Michael Gapen, kepala ekonomi Amerika Serikat di Barclays menilai penilaian itu sebagai sinyal kuat suku bunga acuan akan naik pada Maret mendatang.

Namun pejabat Fed masih berkomitmen untuk bergerak perlahan. Pertumbuhan, meski stabil, tetap lemah menurut standar historis, dan meski pengangguran cukup rendah, pertumbuhan upah juga tetap lamban. "Sikap kebijakan moneter tetap akomodatif, sehingga mendukung kondisi pasar tenaga kerja yang kuat dan imbal hasil yang berkelanjutan terhadap inflasi 2 persen," kata Fed dalam pernyataan pers ke depan seperti dikutip New York Times, Rabu (31/1).

Selama 2017 ekonomi AS tumbuh  2,3 persen, memperpanjang periode pertumbuhan stabil.  Perkiraan sejumlah pengamat, termasuk sebagian besar pejabat The Fed, tahun ini pertumbuhan sedikit lebih cepat.
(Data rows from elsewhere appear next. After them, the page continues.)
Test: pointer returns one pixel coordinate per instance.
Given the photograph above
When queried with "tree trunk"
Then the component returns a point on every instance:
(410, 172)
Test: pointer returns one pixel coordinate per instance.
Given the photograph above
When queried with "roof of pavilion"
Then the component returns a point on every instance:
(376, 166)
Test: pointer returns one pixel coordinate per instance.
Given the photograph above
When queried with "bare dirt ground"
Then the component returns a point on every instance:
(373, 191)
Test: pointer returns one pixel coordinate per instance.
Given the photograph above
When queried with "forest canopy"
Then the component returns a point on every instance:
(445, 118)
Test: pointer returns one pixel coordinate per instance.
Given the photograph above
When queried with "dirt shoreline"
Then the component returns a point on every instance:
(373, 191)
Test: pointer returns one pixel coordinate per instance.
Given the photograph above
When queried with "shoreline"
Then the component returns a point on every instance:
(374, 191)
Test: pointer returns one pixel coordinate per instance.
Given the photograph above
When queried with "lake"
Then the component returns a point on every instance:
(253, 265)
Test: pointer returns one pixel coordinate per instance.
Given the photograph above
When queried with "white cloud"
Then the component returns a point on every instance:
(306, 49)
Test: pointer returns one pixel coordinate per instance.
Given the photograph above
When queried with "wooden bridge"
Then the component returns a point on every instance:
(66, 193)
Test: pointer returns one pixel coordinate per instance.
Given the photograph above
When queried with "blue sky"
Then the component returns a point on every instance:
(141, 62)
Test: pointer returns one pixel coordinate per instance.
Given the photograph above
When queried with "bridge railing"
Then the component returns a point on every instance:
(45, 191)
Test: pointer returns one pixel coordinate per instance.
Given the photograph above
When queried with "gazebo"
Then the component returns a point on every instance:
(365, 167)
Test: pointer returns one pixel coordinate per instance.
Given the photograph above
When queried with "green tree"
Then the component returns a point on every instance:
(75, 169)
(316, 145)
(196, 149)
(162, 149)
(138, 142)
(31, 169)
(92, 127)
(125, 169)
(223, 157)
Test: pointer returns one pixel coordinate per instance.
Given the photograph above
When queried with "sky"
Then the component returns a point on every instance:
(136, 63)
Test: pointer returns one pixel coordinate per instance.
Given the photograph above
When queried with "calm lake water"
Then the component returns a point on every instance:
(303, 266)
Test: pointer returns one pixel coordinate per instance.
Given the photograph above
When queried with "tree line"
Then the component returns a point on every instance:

Salah satu faktornya adalah  kebijakan pemotongan pajak Presiden Trump sebesar $ 1,5 triliun yang mulai berlaku pada bulan Januari.

Pengumuman ini juga menjadi penanda berakhirnya masa jabatan empat tahun Janet Y. Yellen sebagai ketua The Fed.  Senin minggu depan, Jerome H. Powel gubernur The Fed sejak 2012 akan diambil sumpahnya sebagai pengganti Yellen.

Yellen yang meneruskan kepemimpinan Alan Greenspan melewati masa-masa sulit paska krisis ekonomi 2008.   Dibawah kepemimpinannya, Fed memperpanjang stimulus ekonomi meskipun para kritikus menyebutkan The Fed telah kehilangan kemampuan untuk memperbaiki kondisi ekonomi.  Namun Yellen menyakinkan koleganya bawah masih ada ruang untuk pertumbuhan ekonomi. Dan sejarah kemudian membuktikan Yellen benar.